For the first quarter of 2011, Joe’s (NASDAQ:JOEZ) reported net sales of $21.3mm, down 9% from the first quarter of 2010. This seems disappointing, but it’s important to dig into the detail provided in the conference call to assess the direction of the company.
On March 31st I posted an article titled "Joe’s Jeans: A Great Value for the Long-term Investor” and now that the company has reported first quarter 2011 earnings I want to provide an update.
If we exclude leggings from the data, overall revenues would have increased by 4%. The women’s wholesale business declined double digits, but only would have been down 8% excluding leggings. While a general slowdown of the women wholesale business is impacting the company it is clear that Joe’s investment in leggings overshot the mark. Leggings also negatively impacted the international business in Q1, which was down 13%, but only 7% excluding leggings. The leggings fashion/trend “miss” has led to difficult year-over-year comparisons, which will largely disappear from the numbers over the next quarter. The company also stated on the call that remaining legging inventory accounts for only 6% of total inventory, again supporting the fact that the leggings issue is almost behind the company.
Growing Men’s Business
The men’s wholesale business increased 6% in the first quarter of 2011. In the specialty store sector Joe’s men’s business grew in the double digits as doors increased 39% and non-denim sales increased 32%. Of note, non-denim now represents 13% of the total men’s business.
Retail sales increased 105% as the store count increased to 18 from 6. However, same-store sales were down 9% due to lower conversion rates and a 3% decline in the average transaction size. While the lack of same-store sales growth was disappointing, the company stated on the call that the 12 stores that were not in the same-store sales calculation are doing well, with each incremental store performing better than the last. Joe’s also reiterated plans to open 9 additional stores in 2011. On the positive side retail gross margins increased to 68% from 56% a year ago.
Qualitative Commentary on 2011
While Joe’s does not provide guidance there was some qualitative commentary regarding the coming year. The changes made to the spring line in response to changing trends have led to improved sales with sell-through improving dramatically. The company referenced the great response it received from stores on the fall collection, which has also been picked up by new retailers. It is selling faster than in the fourth quarter.
Cash Flow Generation
Free cash flow was positive in the first quarter for the second quarter in a row, partially driven by a decrease in inventories. The company has stated that inventory will continue to come down over the year. Joe’s got caught increasing inventories as the economy slowed and it takes some time to work through the excess. Inventory levels are down over $6mm from the third quarter of 2010.
Joe’s is now trading at just over $1/share - equating to a market capitalization of $66mm versus a book value of $65mm. The company is trading at an enterprise value to sales ratio of 0.7x. In my prior posting I suggested that Joe’s needs to successfully execute on its strategy and that if it does, its valuation should increase materially. I view the Q1 2011 results as successful execution.
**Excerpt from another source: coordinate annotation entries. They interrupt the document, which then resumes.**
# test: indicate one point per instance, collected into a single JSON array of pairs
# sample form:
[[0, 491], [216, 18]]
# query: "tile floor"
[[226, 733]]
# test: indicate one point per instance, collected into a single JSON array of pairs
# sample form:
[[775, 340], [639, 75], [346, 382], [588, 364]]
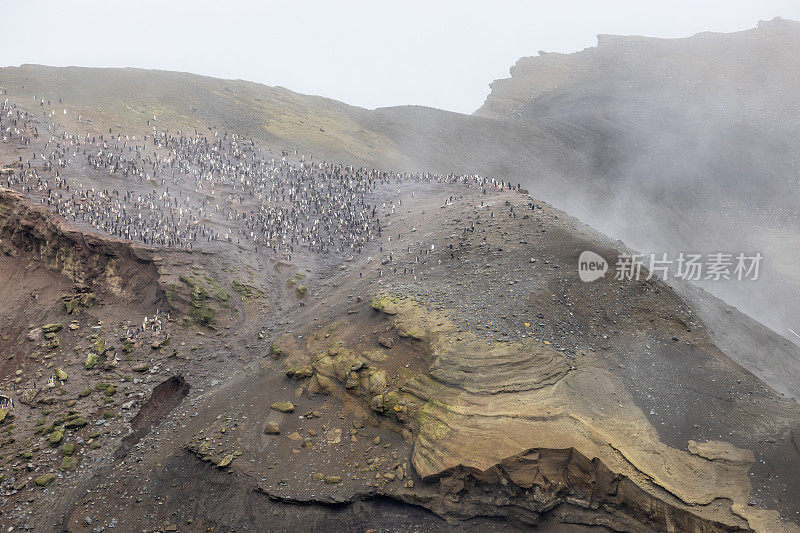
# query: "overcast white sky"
[[369, 53]]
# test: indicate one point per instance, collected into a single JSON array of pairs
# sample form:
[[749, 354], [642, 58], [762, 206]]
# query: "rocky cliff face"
[[101, 264], [520, 430]]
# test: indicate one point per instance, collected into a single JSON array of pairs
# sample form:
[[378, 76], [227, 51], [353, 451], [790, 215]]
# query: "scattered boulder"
[[28, 395], [44, 480], [91, 360], [56, 436], [51, 328], [283, 407], [75, 423], [68, 464], [384, 342]]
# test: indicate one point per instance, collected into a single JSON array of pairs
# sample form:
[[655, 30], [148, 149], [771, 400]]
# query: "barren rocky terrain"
[[452, 374]]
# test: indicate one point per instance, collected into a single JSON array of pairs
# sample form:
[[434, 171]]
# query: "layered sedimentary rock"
[[519, 429]]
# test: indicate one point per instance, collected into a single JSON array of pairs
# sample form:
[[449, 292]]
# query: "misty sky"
[[368, 53]]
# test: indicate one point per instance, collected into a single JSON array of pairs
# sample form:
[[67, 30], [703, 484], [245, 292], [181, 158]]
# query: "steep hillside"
[[688, 144]]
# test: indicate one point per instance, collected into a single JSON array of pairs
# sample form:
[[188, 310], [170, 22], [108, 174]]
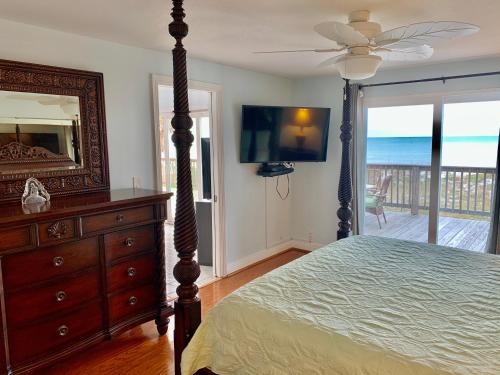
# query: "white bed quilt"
[[360, 306]]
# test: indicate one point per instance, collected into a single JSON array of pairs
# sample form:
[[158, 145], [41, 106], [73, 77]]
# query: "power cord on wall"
[[283, 197]]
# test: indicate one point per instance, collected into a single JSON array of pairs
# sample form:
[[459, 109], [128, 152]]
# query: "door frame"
[[217, 162]]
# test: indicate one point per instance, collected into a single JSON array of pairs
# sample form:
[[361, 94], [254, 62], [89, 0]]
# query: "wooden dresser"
[[87, 268]]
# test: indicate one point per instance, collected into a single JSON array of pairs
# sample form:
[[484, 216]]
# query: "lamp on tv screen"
[[283, 134]]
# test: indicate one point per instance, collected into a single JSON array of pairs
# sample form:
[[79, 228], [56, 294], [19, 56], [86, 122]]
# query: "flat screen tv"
[[283, 134]]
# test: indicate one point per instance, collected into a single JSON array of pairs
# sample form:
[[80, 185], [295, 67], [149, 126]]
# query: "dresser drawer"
[[27, 305], [15, 238], [56, 231], [129, 241], [32, 341], [117, 218], [132, 302], [46, 263], [132, 272]]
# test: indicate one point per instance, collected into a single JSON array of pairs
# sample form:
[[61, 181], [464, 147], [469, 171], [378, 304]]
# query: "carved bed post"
[[187, 306], [344, 212]]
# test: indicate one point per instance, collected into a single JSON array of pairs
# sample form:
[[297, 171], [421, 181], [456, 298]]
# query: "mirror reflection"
[[39, 131]]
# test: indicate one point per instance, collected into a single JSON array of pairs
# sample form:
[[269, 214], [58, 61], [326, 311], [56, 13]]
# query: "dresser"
[[81, 271]]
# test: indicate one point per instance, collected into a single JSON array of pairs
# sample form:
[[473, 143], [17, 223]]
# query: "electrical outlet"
[[136, 182]]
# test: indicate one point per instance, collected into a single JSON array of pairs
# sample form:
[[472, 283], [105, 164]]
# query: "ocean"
[[457, 151]]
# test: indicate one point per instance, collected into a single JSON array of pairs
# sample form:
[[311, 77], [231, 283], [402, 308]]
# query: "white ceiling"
[[227, 31]]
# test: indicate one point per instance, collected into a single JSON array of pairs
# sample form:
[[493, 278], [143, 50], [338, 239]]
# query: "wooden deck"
[[461, 233]]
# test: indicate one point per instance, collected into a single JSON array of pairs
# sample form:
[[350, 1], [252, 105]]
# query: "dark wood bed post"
[[344, 213], [186, 271]]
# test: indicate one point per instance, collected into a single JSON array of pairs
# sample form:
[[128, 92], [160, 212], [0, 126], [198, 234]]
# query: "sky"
[[459, 120]]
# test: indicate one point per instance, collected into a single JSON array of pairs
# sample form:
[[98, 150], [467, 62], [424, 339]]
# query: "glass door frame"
[[438, 100]]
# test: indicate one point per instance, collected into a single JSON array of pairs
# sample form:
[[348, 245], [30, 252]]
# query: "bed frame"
[[187, 306]]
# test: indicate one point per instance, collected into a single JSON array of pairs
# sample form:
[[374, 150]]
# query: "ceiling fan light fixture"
[[357, 67]]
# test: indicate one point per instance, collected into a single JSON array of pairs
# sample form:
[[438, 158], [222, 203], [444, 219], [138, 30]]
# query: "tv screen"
[[281, 134]]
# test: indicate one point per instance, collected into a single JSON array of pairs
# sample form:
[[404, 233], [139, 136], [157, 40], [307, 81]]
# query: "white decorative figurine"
[[34, 193]]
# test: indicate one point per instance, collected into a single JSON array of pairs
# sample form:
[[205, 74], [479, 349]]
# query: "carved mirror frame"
[[88, 86]]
While ample risks remain and the apparel business is fickle and competitive, Joe’s has shown an ability to recognize fashion trends and adapt. The qualitative commentary on the spring and fall lines speak to this fact. How this will translate into revenue growth and profitability remains to be seen - and this will not happen overnight. While I do not have a specific price target I do believe that Joe’s shares remain a compelling risk/reward investment opportunity for investors willing to take a long-term perspective, giving management time to continue to successfully execute the company's strategy.